Assembling BACs from the X4, X7 and X6a regions and implications for the number of pseudoautosomal regions in S. latifolia sex chromosomes

We found overlaps between the X BAC sequences from three probes, genes X4, X7 and X6a. These BAC sequences were therefore assembled into a scaffold (Additional file 1: Figure S1B). The end of this scaffold (BAC clone BAC65P13) consists of X43.1 repeats typical of Silene telomeres [22]. These X43.1 repeats probably represent the X telomere, based on the following reasoning. BAC assembly and sequencing statistics indicate that 7 % of reads in BAC65P13 are from X43.1, yielding an estimate that the X43.1 repeat forms a ~6 kb region of this BAC. No interstitial X.43.1 signal was detected on the X chromosome in previous work using FISH [18], but a 6 kb sequence composed of units arranged in tandem should yield a clear fluorescent signal with the X43.1 probe. A non-telomeric location is therefore unlikely. Our results therefore suggest that we have reached the end of the Xq arm in S. latifolia. In turn, this implies that only the Xp end is pseudoautosomal. Our results are therefore consistent with the S. latifolia sex chromosomes having only a single pseudoautosomal region, and not two as AFLP mapping suggested [23]; a single pseudoautosomal region (PAR) is consistent with the latest genetic mapping [5] (although our work and [5] do not completely agree on the gene content of the Xq end).

Gene densities in S. latifolia X, Y and S. vulgaris BAC clones

We found an average of 34 genes/Mb in the S. latifolia X BAC sequences and 74 genes/Mb in those from S. vulgaris (Table 1). The gene densities we observed in both species’ BAC sequences are quite high, which suggests that we have sequenced gene-dense regions. The 2.2-fold lower gene density in the S. latifolia X is, however, consistent with the expectation based purely on the genome sizes of the two species (2.7 Gb for S. latifolia and the 1 Gb for S. vulgaris; see the Plant DNA C-value Database, http://data.kew.org/cvalues/). Assuming the same total number of genes in both species (which is likely as they are closely related species with an identical chromosome number of 2n = 24), and neglecting possible inter-chromosomal translocations in S. latifolia or S. vulgaris [5], the relative total genome sizes predict a 2.7-fold lower gene density in S. latifolia. In contrast, the S. latifolia Y BACs have an estimated average gene density of only 16 genes/Mb (Table 1), 2.1 times lower than the X. The S. latifolia Y chromosome is 550 Mb, considerably larger than the X (400 Mb; see [24]). If the number of genes were the same on both sex chromosomes (that is, if their size difference is due solely to the accumulation on the Y of sequences not present on the X, including transposable elements, NUMTs and NUPTs [14, 16, 18, 19, 21], and ignoring the possibility that the PAR may represent physically large regions [5]), the ratio of gene densities for Y versus X should be the same as the ratio of Y/X chromosome sizes, 550/400, predicting a mean Y density 1.4 times lower than that of the X. The observed value in the S. latifolia Y BAC sequences is nevertheless considerably lower than the expectation, and suggests losses of as much as 34 % of genes from the Y.

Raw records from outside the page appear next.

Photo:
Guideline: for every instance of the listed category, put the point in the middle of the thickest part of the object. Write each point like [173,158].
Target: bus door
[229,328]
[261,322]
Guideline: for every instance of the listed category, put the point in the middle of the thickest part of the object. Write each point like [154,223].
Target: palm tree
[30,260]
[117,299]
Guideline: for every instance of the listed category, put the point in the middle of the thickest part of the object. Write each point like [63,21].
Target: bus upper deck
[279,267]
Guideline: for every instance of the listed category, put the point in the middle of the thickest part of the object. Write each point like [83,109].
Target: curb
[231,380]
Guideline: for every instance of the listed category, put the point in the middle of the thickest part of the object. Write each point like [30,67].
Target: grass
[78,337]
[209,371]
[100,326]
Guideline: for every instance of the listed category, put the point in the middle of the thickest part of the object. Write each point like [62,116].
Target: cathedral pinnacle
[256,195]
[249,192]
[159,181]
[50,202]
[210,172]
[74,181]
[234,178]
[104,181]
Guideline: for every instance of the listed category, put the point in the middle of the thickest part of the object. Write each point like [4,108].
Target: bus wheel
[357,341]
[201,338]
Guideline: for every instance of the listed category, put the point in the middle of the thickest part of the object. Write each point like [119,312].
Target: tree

Searching for the BAC-located genes in RNA-seq data

We blasted our BAC-located genes to the RNA-seq contigs from previous studies (see Methods), which produced significant matches for 54 out of 63 genes (Table 2 and Additional file 1: Table S3), showing that most of our BAC-located genes (~85 %) are expressed in flower buds. Only half of these genes were identified as sex-linked by any of the previous studies (Table 2). As predicted (see Background) the genes not detected as sex-linked in any of the RNA-seq studies have much lower expression levels (as estimated by [8]) than those where sex-linkage was detected (RPKM values: 3008.3 versus 11251.2, respectively; the difference is significant by a one-tailed Student’s t test, p-value = 0.004). This suggests that failure to ascertain genes as sex-linked when they have low expression affects inferences using RNA-seq, in addition to absence of expression of some genes in flower buds.
Table 2

Comparison of BAC and RNA-seq data

Total numberBAC-located genes matching RNA-seq contigsBAC-located genes matching X/Y-inferred RNA-seq contigsBAC-located genes matching X-hemizygous-inferred RNA-seq contigsSources of RNA-seq data
X-linked BAC-located gene524412-M2012
3652BC2011
31135CF2011
46195All 3 combined
Y-linked BAC-located gene1173-M2012
611BC2011
613a CF2011
831All 3 combined
All BAC-located genes6354226All 3 combined

All BAC-located genes are included except the six probe genes for which both X and Y copies were already available. M2012: Muyle et al. 2012 (ref. [8]), BC2011: Bergero, Charlesworth 2011 (ref. [6]), CF2011: Chibalina, Filatov 2011 (ref. [7])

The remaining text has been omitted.